Is experimenting with a patented invention patent infringement?

Is experimenting with a patented invention patent infringement?

A patent is a set of exclusive rights granted to the inventor of an invention.  A patent is an incentive granted to an inventor in exchange for the inventor teaching the public about the invention.  The inventor is given a monopoly on the invention for a limited time.  Anyone who uses a patented invention without authorization is liable for patent infringement under statute 35 U.S.C. § 271(a) of United States Patent Law.  An inventor can sue patent infringers to stop the infringement and to get money damages.  But the exclusive rights granted by a patent are not unlimited.  There are some exceptions which allow other people to use an invention even when the invention is subject to a patent.

One of the exceptions to the rights granted by a patent is experimental use.  Under certain circumstances, without permission from the patent owner, people can use a patented invention for the purpose of performing experiments.  The experimental use exemption is very narrow and experimenters must be mindful of the conditions of the experimental use exemption if they want to use it as a defense against an accusation of patent infringement.

The experimental use exemption in the United States is derived from both the common law and statutes.

The United States Supreme Court first articulated the common law experimental use exemption in 1813.  In that case the court held “It could never have been the intention of the legislature to punish a man, who constructed such a machine merely for philosophical experiments, or for the purpose of ascertaining the sufficiency of the machine to produce its described effects.” Whittemore v. Cutter, 29 F. Cas. 1120, 1121 (C.C.D. Mass. 1813).  The common law experimental use exemption has transformed slightly over the years but it is extremely narrow.  This is because the purpose of a patent is to grant an inventor a monopoly, to allow anyone to claim that they were experimenting to avoid liability would contradict the purpose of a patent.  Essentially if the experimentation is related to any business or commercial activity, it cannot qualify for the exemption.  Universities that experiment with a patented device and then use the knowledge gained from that experimentation to develop a commercial device could be held liable to patent infringement.  Essentially only experimentation based purely on curiosity is eligible for the experimental use exemption and the knowledge gained from the experimentation cannot be used to develop a commercial product.

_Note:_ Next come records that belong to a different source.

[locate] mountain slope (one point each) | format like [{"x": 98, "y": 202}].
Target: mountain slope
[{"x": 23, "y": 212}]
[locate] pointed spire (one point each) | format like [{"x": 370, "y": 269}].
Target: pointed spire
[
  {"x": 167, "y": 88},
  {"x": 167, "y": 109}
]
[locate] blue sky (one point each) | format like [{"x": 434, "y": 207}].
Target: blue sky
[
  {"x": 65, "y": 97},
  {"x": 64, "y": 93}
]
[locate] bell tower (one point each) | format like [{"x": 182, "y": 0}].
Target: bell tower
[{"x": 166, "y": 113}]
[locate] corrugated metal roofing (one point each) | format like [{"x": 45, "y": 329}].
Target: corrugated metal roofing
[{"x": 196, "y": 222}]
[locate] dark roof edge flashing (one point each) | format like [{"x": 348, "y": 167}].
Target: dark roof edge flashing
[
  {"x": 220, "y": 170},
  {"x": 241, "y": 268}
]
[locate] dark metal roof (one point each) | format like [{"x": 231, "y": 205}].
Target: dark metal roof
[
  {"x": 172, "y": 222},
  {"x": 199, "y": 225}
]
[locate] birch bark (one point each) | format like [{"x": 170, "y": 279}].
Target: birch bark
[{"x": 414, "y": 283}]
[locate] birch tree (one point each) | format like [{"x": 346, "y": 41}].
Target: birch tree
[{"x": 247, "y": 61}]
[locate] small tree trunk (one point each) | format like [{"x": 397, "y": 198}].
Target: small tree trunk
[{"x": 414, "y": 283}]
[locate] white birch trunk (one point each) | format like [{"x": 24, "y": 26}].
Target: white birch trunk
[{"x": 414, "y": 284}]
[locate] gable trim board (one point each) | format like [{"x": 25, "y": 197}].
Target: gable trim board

The statutory experimental use exemption was introduced in the Hatch-Waxman Act and can be found in  35 U.S.C. § 271(e).  Interestingly enough this statute was introduced because of the narrowness of the judicial exemption.   In Roche Products Inc. v. Bolar Pharmaceutical Co. 733 F.2d 858, 863 (Fed. Cir. 1984), Bolar was testing different molecular compounds to determine which ones acted the same way as a patented compound.  To learn how the patent compound worked, it needed to be experimented on.  The United States Court of Appeals for the Federal Circuit held that because the experimentation had a commercial purpose, the experimental use exception did not apply.

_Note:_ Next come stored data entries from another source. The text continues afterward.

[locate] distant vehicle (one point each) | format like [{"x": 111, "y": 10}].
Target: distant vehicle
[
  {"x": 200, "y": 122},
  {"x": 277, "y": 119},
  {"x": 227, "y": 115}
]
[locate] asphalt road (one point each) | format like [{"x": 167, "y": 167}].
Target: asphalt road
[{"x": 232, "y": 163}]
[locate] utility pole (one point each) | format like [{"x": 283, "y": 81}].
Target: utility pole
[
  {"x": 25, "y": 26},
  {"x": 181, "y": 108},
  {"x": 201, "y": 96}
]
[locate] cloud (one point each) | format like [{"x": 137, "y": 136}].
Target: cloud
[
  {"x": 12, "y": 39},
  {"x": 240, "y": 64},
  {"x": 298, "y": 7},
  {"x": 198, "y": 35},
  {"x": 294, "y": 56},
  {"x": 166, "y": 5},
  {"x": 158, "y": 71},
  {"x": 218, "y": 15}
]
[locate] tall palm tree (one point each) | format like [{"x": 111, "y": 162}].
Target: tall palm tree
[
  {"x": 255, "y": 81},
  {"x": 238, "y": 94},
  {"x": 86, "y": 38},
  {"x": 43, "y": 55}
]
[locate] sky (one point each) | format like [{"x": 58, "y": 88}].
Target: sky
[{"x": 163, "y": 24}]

Congress stepped shortly after that case and passed the Hatch-Waxman Act.  The key part of the statute states: “It shall not be an act of infringement to make, use, offer to sell, or sell within the United States or import into the United States a patented invention … solely for uses reasonably related to the development and submission of information under a Federal law which regulates the manufacture, use, or sale of drugs or veterinary biological products.”  The term drugs has been broadly interpreted to include medical devices as well.

The Hatch-Waxman Act essentially creates an exemption for drug makers because it can take an extremely long time for the Food and Drug Administration to approve new drugs, and it is in the public interest to allow experimentation on patented drugs so that new drugs can be developed.